Ovidio gioca astutamente sui timori e sospetti di Medea per creare una sorta di ironia nei confronti del personaggio.
Il livello di consapevolezza di auctor e lettore sono superiori rispetto quello del personaggio.

Occidat= composto di ob- poi si adegua a cado- poi c’è occido.

Ut timeam= ut consecutivo

Vv 46-49
Tuta= predicativo preferito a Medea.

Medea fa delle autoesortazioni rivolte quindi a se stessa.

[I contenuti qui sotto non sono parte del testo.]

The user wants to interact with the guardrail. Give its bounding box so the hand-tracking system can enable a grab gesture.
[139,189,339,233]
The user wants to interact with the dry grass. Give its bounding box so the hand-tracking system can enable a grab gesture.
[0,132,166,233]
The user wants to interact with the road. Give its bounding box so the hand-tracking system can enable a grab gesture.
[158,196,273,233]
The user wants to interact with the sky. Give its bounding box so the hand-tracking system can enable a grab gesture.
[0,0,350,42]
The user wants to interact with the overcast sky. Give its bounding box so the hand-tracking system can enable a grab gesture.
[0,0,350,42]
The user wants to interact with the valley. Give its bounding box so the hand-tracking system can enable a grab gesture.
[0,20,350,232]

Pelle= imperativo del verbo pello

Accingere= imperativo verbo accingo. Si tratta di un imperativo di forma passiva, non attiva. Nel caso della terza
cong hanno la presenza di -re. Accingo è un composto del verbo -cingo che si usa in caso di armi ecc. in questo
senso assume valore metaforico assume il sig di ‘accingersi a fare qualcosa’ = questo sig avviene in forma passiva in
latino. Si tratta di un medio-passivo: il verbo accingor significa compiere l’atto di mettersi qualcosa addosso, quindi è
un atto che il corpo subisce ma comunque fatto da me. Il medio passivo si puo tradurre in italiano con il riflessivo. Per
esempio, il verbo movere vuol dire anche nel senso di muovere qualcosa. Ma ad esempio moveor vuol dire sì sono
mosso, però puo voler dire anche ‘mi muovo’ se non c’è un agente. Se io dico moveor e non me moveo voglio
sottolineare il fatto che il mio movimento non è totalmente volontario ma quasi volontario, riflessivo. Il fatto del medio
passivo è dove nasce l’azione.

Mora= tempo che ti fa tardare

Debeo= verbo fortw in latino. Chi deve qualcosa. Nel caso di Giasone egli dovra a Medea la sua stessa salvezza.
Medea sa gia che dovra intervenire a salvarlo nelle sue prove.

Iungo= si unirà con te in matrimonio. Medea sogna un matrimonio romano

Perque = moto per luogo.

Celebràbere = troviamo la stessa desinenza re del passivo, ma non è ovviamente un imperativo ma un futuro semplice
passivo; il verbo è -celebro. È chiaro che la forma standard è -celebraberis -re è una desinenza alternativa risperro a
-ris che in poesia si usa molto spesso. Qui c’è bisogno di tenere una sillaba -re aperta per questioni di esametro. Il
poeta ha scelto questa forma meno diffusa ma molto utile in poesia. =sarai celebrata come sua salvatrice dalla folla
delle madri. Medea immagina il momento in cui lei e Giasone torneranno in grecia, in festa nel momento in cui si
potra celebrare il matrimonio. Pesasgas= nome etnico, indica la popolazione di provenienza.
Se= oggetto del verbo debedit. È riflessivo. Il debito di Giasone è costituito da lui.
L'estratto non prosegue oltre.